For the last two weeks, my husband was in Colorado for the FIS Alpine World Ski Championships. Since he missed the 3-course Valentine’s meal that I made and ate by myself, I thought it would be nice to make him some more truffles for when he got home. I went with his favorite combo: peanut butter and chocolate. Again, these have a slight hint of coconut, so if you really don’t like that you could add some vegan butter (earth balance) instead (or try almond milk). Here are some highlights from the World Champs!
Now back to the truffles….
10 oz bag of peanut butter chips
Bag of mini chocolate chips (for vegan make sure they’re dairy-free!)
1/4 cup organic virgin coconut oil
2 TBS water
Pinch of salt
First create your double-boiler: simmer some water in a sauce pan and place a glass bowl 1-2 inches over the simmering water.
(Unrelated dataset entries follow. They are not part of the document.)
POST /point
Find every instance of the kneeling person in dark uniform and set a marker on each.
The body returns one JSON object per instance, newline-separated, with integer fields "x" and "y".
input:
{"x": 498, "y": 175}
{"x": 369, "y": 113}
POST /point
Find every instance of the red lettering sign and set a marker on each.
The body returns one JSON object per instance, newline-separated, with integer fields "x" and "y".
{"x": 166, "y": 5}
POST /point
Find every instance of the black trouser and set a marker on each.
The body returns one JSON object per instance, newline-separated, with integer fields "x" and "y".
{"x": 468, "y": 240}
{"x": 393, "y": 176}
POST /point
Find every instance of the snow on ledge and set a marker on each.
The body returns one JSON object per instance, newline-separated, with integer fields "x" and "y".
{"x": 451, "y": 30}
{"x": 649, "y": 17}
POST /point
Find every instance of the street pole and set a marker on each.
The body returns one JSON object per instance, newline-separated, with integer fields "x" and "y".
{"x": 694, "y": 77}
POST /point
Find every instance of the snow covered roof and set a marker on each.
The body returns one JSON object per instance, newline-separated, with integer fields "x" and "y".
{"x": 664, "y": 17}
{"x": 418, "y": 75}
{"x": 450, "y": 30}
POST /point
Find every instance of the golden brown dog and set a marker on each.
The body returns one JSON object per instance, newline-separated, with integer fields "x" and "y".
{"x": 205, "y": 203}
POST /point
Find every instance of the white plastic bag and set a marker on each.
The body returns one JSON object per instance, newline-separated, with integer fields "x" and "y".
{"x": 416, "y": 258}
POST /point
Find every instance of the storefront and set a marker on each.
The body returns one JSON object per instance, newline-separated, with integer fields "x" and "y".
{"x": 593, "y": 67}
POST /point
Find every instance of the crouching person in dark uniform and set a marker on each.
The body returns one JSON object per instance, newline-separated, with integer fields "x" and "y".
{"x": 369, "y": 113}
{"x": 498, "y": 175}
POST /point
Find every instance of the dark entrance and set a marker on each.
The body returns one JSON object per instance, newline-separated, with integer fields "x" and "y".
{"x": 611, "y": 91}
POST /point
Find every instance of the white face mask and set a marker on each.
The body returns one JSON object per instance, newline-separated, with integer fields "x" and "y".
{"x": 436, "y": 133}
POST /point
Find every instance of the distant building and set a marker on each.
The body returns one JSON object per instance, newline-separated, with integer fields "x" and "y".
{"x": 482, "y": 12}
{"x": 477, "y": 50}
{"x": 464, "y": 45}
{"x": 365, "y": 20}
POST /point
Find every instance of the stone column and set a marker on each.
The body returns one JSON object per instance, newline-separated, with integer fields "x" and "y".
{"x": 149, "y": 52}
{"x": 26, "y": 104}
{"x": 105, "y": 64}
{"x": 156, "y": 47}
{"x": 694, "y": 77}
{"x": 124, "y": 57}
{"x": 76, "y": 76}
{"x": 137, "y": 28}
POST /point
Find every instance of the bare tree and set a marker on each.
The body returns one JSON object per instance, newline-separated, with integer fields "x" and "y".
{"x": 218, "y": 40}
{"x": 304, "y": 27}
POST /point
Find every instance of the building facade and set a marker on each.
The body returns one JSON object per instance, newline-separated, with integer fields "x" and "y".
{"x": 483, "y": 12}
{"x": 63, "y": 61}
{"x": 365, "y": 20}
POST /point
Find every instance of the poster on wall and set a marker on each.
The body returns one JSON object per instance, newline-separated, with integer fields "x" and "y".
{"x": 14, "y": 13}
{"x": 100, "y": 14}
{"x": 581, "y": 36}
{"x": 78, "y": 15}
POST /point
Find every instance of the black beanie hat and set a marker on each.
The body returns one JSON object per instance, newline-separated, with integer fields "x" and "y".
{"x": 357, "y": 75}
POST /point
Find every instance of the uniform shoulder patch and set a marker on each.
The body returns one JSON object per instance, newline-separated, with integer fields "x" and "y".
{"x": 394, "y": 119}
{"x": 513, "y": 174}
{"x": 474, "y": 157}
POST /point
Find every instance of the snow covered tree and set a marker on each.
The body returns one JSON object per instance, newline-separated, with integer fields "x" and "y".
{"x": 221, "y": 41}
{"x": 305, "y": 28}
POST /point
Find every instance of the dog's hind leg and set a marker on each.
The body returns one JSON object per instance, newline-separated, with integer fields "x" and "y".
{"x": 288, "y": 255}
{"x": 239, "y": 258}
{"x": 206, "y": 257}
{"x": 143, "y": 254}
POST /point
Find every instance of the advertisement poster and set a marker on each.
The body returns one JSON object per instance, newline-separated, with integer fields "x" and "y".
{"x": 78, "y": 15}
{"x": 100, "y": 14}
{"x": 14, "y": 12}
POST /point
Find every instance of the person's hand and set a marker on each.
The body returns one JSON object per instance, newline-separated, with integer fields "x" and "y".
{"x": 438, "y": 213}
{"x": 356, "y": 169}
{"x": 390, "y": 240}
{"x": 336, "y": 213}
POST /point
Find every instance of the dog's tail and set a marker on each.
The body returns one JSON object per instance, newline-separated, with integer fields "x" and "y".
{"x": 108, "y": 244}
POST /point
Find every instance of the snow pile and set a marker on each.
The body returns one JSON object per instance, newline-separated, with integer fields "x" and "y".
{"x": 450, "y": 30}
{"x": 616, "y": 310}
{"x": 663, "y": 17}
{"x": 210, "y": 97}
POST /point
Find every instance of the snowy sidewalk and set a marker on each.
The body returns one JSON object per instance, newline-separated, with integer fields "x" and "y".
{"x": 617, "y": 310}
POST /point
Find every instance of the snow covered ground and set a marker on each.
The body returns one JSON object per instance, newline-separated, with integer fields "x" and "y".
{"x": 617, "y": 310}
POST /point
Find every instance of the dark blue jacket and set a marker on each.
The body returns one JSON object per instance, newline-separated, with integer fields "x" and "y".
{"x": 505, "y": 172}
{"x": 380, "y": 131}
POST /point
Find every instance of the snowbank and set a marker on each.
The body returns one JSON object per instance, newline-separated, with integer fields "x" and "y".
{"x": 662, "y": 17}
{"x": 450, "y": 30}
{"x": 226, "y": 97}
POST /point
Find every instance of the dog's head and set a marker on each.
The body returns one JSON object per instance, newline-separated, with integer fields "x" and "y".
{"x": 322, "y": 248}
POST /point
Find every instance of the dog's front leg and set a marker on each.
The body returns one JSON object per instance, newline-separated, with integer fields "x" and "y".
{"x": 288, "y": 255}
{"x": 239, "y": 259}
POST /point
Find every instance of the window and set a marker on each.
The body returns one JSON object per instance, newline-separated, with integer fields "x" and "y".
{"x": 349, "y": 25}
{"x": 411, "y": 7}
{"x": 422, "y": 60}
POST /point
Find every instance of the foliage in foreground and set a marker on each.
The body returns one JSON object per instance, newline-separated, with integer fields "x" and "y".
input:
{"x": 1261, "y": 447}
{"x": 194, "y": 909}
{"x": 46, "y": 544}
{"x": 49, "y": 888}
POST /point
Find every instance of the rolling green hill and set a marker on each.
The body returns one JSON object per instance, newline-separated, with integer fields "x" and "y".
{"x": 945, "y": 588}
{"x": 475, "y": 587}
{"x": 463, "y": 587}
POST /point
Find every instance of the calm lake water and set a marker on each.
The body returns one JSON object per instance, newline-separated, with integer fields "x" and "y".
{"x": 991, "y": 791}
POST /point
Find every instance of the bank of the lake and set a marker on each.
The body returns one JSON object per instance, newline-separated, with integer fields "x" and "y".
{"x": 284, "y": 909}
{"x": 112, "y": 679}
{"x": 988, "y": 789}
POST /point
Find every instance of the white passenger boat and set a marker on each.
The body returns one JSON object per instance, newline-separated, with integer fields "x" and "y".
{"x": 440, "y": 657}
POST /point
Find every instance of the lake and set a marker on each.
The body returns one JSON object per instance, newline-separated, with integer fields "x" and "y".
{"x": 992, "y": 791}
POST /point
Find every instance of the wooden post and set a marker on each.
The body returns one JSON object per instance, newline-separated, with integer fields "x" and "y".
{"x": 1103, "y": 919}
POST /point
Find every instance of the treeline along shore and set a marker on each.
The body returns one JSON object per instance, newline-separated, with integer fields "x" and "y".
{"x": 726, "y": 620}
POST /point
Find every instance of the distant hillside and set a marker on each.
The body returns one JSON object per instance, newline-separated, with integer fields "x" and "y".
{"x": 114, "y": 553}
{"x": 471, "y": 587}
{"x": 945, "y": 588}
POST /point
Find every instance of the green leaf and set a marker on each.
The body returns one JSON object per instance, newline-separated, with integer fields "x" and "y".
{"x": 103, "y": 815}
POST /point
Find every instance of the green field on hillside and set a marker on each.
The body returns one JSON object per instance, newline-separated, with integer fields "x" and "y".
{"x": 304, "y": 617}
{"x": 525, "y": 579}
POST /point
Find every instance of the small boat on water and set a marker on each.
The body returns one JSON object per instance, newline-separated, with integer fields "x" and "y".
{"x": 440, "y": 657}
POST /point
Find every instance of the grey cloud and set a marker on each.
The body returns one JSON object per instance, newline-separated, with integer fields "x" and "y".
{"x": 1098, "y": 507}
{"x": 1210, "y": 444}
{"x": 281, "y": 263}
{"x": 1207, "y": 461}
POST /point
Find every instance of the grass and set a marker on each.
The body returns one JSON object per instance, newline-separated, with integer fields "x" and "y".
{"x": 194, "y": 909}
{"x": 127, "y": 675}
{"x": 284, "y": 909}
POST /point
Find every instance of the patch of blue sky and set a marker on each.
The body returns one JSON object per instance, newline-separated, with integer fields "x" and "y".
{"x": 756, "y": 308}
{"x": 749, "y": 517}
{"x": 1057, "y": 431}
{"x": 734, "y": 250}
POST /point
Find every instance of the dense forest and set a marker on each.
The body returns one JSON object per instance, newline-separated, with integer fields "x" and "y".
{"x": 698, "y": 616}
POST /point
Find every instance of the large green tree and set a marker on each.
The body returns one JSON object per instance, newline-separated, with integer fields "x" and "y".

Don’t let the water come to a boil. Add the peanut butter chips, coconut oil and water to the bowl. Stir until starts to melt.
After the mixture is completely melted, take off the heat and stir in the salt. Put the mixture in the fridge to set for about an hour. Use a small scoop and roll the truffles in your hands to form a ball shape, then roll in the mini chocolate chips. Set again in the fridge, and take out to soften a bit before serving. Enjoy!!